By the 1990s, the archetypes begin to noticeably repeat, with Jurassic Park essentially returning to Kong’s Skull Island (even the giant gates look the same) and Deep Blue Sea (US, 1999) being dubbed ‘Jaws 2000’ by critics. Arachnophobia (US, 1990), Eight Legged Freaks (US, 2002), and Snakes on a Plane (US, 2006) are hyper-real eco horrors, while Bong Joon-ho’s The Host (Korea, 2006) is an allegory of America’s military presence in South Korea that looks like an old school Japanese monster movie. The 9/11 allegory Cloverfield (US, 2008) is similarly a vérité Godzilla, while Independence Day and Mars Attacks! (both US, 1996) remake The War of the Worlds, and Super 8 (US, 2011) returns to the 1950s archetype of misunderstood and stranded aliens, like those in Jack Arnold’s It Came From Outer Space (US, 1953); also revisiting Joe Dante’s affectionate coming-of-age story Matinee (US, 1993) and the love of low budget monster movies.
With the advent of relatively cheap, accessible and sophisticated CGI software combined with streaming media and the explosion of themed digital TV channels desperate for content, there has of late sprung up a new breed of independent monster movie, not a million miles from the post-war B-movie and grindhouse tradition, with Declan O’Brien’s Sharkopus (US, 2010, co-produced by Roger Corman) – which is exactly what it sounds like – forming a nice bridge between the old and the new. Sharks feature prominently in these cheerfully formulaic straight-to-video movies (with giant spiders a close second), with the best of them produced by the independent American film company The Asylum, which kicked off with Mega Shark Versus Giant Octopus in 2009, followed by Mega Piranha and Mega Shark Versus Crocosaurus (US, 2010), Mega Python vs. Gatoroid (US, 2011) – with the inspired casting of 80s pop icons Debbie Gibson and Tiffany – and 2-Headed Shark Attack (US, 2012; featuring another strong female lead in Brooke Hogan, daughter of Hulk). The most popular of The Asylum’s output in this area is the ongoing and very high concept Sharknado franchise (US, 2013 – date), which is self-consciously postmodern and deliberately parodic and intertextual, triumphantly celebrating the genre by throwing in every reference and signature weapon the writers can think of. As the marketing for the original movie proclaimed, ‘Enough said!’

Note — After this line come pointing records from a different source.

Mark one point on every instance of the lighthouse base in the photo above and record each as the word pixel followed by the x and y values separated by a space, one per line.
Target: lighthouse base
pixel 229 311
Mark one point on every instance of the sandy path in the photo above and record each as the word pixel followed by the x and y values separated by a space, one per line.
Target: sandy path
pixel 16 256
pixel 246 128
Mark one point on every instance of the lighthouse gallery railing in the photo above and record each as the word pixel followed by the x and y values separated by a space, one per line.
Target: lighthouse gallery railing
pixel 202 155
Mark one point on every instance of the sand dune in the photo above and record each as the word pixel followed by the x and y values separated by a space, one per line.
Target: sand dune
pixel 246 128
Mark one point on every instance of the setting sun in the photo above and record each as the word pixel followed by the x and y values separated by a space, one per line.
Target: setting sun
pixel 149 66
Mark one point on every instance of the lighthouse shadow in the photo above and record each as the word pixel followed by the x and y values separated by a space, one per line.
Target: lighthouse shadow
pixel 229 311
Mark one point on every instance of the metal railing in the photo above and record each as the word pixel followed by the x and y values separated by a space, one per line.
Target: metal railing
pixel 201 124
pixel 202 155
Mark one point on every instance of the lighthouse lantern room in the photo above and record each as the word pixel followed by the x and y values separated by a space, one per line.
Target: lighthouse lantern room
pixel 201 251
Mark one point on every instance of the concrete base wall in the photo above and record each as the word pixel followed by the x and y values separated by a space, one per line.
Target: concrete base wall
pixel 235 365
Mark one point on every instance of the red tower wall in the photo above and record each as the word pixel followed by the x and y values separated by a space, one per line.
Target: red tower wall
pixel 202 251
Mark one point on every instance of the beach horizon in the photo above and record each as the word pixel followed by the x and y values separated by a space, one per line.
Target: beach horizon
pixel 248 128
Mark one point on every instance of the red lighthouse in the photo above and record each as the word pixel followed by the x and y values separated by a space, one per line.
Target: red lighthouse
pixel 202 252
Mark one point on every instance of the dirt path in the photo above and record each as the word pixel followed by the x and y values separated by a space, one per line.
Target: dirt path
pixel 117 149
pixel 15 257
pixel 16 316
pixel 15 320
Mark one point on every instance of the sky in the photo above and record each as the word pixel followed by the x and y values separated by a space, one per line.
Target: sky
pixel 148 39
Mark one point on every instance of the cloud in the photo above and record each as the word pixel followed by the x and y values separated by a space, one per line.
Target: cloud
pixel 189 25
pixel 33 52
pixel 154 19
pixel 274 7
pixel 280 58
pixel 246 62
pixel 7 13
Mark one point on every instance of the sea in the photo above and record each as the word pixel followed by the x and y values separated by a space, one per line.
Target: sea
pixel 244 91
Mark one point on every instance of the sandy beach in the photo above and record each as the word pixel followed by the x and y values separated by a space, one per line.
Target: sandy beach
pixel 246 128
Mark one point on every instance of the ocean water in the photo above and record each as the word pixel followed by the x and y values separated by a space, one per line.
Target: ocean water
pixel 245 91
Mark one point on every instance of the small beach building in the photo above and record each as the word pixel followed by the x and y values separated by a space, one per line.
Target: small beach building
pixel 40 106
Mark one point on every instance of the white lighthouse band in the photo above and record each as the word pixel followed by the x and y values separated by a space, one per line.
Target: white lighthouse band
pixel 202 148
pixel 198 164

Finally, there are also still a few maverick independents out there willing to push the boundaries. For me, the most interesting of the bunch – and I love Shaknado, don’t get me wrong – is Frank Henenlotter’s ultra-low-budget Bad Biology (US, 2008), in which the monster is a giant, drug-addicted penis able to detach itself from its owner and run amok. You don’t see that every day.